Published April 10 2013

By Jimmy Geurts

Times Staff Writer

Jim Breuer says he doesn't remember his first Saturday Night Live show.

But ask him about his days starting out in standup in St. Petersburg and Clearwater, and suddenly the floodgates open.

"The days from '89 to '91 doing the comedy clubs down there — Ron Bennington's Comedy Scene, the Comedy Corner, Coconuts — I can probably tell you every one of my sets, half the shows I did," Breuer said.

Now the comic, radio host and SNL and Half Baked actor will return to Tampa Bay for a standup show Friday at the Straz Center.

Breuer, who still has friends in Holiday and until recently family in Palm Harbor, was the house emcee at Ron Bennington's in Clearwater. While there, he met comics like Brian Regan, Paula Poundstone, Larry the Cable Guy (then Dan Whitney) and Darrell Hammond.

"It was such an amazing time and I learned so much about everything — about life, about the road, about becoming a comedian," Breuer said. "Everything back then, I have nothing but great feelings."

Breuer reunited with Hammond when he joined Saturday Night Live in 1995. He became known for his bleating creation Goat Boy and Joe Pesci impression — culminating with an on-air confrontation by the real Pesci and Robert De Niro.

Yet his stint at SNL was far from smooth. Breuer said he may be the only cast member in the show's history whom the network wanted while creator and producer Lorne Michaels didn't.

At the first meeting with Michaels, there was a weird atmosphere as the show's head sat eating popcorn and not addressing him, Breuer said.

"Then I finally broke the silence by saying, 'Boy, you must really like popcorn,' " he said. "He had his feet up on the desk and then he popped his feet off and walked around me and stared out the window."

Michaels then started talking about Chevy Chase and Bill Murray, which further confounded him.

"I didn't really get the point of it all, but I do remember my agent then calling me up and saying, 'He thought you were high,' and that p----- me off," he said.

"I thought you were high" became a familiar refrain in Breuer's career, to the point that he named his memoir I'm Not High and his standup special Let's Clear the Air.

Not aiding matters was his role in the 1998 stoner favorite Half Baked. Making the film was memorable, he said, as star Dave Chappelle recruited friends and fellow comics like Breuer, Harland Williams, Steven Wright, Janeane Garofalo and Jon Stewart.

"The movie overall to this day, I don't think if I ever got to do a film, it would ever be such a great set like that," he said.

In recent years, though, Breuer has shied away from the stoner image. Having kids was the major factor that steered him toward more family-friendly material, he said.
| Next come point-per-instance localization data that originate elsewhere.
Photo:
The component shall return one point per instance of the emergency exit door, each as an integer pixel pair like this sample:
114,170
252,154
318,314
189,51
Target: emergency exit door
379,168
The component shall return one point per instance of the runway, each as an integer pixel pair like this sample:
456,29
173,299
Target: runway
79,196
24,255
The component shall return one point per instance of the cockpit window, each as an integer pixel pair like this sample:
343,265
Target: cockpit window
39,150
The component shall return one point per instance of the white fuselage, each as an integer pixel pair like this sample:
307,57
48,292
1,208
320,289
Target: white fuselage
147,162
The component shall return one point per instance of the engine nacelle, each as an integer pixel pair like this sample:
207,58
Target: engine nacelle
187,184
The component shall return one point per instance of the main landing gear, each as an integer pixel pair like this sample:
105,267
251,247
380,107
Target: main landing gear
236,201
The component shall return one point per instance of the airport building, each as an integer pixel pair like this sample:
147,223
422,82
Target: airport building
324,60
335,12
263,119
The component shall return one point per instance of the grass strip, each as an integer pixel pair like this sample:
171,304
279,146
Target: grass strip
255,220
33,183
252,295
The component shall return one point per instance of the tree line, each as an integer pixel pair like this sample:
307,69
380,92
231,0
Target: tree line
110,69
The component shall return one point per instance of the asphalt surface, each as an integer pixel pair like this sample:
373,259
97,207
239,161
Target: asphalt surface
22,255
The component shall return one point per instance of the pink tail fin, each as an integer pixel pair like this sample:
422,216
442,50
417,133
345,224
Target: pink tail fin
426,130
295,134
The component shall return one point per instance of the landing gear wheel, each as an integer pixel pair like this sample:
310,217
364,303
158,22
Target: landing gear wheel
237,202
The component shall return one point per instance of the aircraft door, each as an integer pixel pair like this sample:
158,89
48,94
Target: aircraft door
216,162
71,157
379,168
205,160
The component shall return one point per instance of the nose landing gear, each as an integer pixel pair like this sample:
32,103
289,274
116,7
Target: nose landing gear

"I found myself trying to appeal to the Half Baked crowd and I wasn't that guy," he said. "It's like dressing up as Batman every day. It's not Halloween every day. It's fun on Halloween, but I can't dress up in that outfit every day when I'm not that anymore or never was that guy."

Breuer is readying his next special for a June release on Epix and then Netflix. The title is And Laughter for All, which he said is something everyone can watch.

"I go from subjects from being a 45-year-old metalhead to being a parent to being married for 20 years to taking care of my elderly parents," Breuer said.